Don't get me wrong - I think non-US governments want to do intelligence in the US, and this is certainly a tool they could (and probably do) use. But the assertion that "this is probably foreign intel gathering!" isn't terribly well supported.
(Score: 0) by Anonymous Coward on Thursday September 18 2014, @11:47PM
Interestingly enough the Defense Mapping Agency used to be located almost exactly where one of those fake towers is located on the map. It is possible that they are still there but the buildings were gutted and rebuilt within the past several years. So who knows what is in there now. The tower I reference is the one just east of Dulles Airport on the first map in the PopSci article. The one farther east of that on the GW Parkway is real close to CIA headquarters.
(Score: 2) by stormwyrm on Friday September 19 2014, @05:19AM
Indeed. The nice thing about using one of these interceptors is that the user has no accountability to anyone. CALEA on the other hand requires the agency wanting to listen in to get warrants and things like that, leaving behind a trail of accountability. The FBI for instance would need to explain to a judge somewhere why they need to listen in Mr. John Doe's cellular communications to satisfy CALEA. I suppose this is one reason why until now over the air encryption for cellular communications are in general still of questionable security. A5/1 is still in wide use, and it's long been known to be easily breakable, and the Kasumi and Snow ciphers used in the newer 3G and LTE standards don't exactly inspire the same level of confidence even AES does.
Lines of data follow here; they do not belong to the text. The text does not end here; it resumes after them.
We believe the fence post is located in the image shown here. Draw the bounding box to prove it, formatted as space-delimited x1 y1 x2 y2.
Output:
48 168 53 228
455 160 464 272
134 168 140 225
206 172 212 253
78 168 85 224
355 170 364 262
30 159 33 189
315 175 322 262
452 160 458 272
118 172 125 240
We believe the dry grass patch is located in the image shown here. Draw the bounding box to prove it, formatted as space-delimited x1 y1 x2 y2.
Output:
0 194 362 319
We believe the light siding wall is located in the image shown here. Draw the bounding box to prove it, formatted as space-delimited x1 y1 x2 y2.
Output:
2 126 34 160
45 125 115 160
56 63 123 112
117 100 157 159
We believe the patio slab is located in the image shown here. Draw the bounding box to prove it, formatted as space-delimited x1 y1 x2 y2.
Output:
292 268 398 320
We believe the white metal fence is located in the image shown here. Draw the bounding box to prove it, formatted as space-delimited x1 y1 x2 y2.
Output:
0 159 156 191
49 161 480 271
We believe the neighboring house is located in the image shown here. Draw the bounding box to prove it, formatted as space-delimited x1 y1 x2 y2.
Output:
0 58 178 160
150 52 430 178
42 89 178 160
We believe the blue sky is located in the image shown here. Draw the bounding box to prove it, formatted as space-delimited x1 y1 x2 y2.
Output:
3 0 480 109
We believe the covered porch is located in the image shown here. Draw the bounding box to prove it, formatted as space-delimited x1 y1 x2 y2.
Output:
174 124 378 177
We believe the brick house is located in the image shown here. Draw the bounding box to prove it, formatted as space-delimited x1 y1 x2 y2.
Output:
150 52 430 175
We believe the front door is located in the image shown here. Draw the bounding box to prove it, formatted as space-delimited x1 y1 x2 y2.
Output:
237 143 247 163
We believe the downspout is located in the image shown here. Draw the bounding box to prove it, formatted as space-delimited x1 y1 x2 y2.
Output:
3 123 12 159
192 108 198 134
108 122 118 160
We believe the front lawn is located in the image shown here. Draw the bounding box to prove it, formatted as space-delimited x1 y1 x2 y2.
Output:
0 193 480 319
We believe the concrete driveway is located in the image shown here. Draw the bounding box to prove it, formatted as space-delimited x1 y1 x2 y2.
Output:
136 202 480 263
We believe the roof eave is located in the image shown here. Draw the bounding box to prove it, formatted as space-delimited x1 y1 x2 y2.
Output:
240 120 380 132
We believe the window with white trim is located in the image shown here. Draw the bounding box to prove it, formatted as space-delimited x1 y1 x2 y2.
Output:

Certainly intelligence agencies of non-US governments would want to make use of the same technology to listen in, and most likely they form a certain percentage of the interceptors in Washington DC, but the fact that there is a legal route for some US agencies to listen in on cellular traffic does not mean that all of the interceptors must necessarily be foreign. The NSA could be setting up their own such systems in accordance with their "grab everything, let the computers sort it out" policy of blanket surveillance.
Numquam ponenda est pluralitas sine necessitate.
(Score: 3, Interesting) by _NSAKEY on Thursday September 18 2014, @07:57PM
China is having trouble with fake towers being used for SMS-based phishing scams [theverge.com]. Subtract the for-profit motive and add nation state actors in its place and you have a recipe for disaster. With AT&T's plan to shut down its 2G network in the U.S. in 2017 [cepro.com] (With other providers apparently dragging their feet), there's still a pretty big window of time for these attacks to still be useful to anyone who happens to be doing them.
(Score: 2) by Leebert on Thursday September 18 2014, @09:35PM
As a person who works in DC, this is nice, as long as they provide reasonably fast 4G service. I encrypt everything anyhow, and we can never have enough 4G coverage. ;)
(Score: 0) by Anonymous Coward on Thursday September 18 2014, @09:40PM
I'm pretty sure you can't encrypt SMS and phone calls.
The other half of this is that it is relatively easy to download a trojan to the baseband processor on a phone, if you control the cell tower. The baseband processor generally has full access to system memory so it can bypass all security in the regular operating system.
(Score: 2) by Leebert on Thursday September 18 2014, @09:54PM
Fair point, but I already consider SMS, voice, iMessage, and similar services to be swiss cheese anyway. I was more thinking of my 4G hotspot.
(Score: 3, Interesting) by arslan on Thursday September 18 2014, @11:01PM
Actually you can encrypt SMS at the application level, I've done this long time ago using MIDP with bouncy castle as a POC for some clients - this was before we had smartphones. There are limitations, one being the length of the SMS message depending on your carrier, but there are ways around it. I'm not at all familiar with the U.S. carriers so I can't comment on that.
All communicating parties will have to have the app though and SMS through it and have to exchange keys through other channels.
The POC I wrote was using PKCS5 to prompt for the passphrase and is never kept on the phone.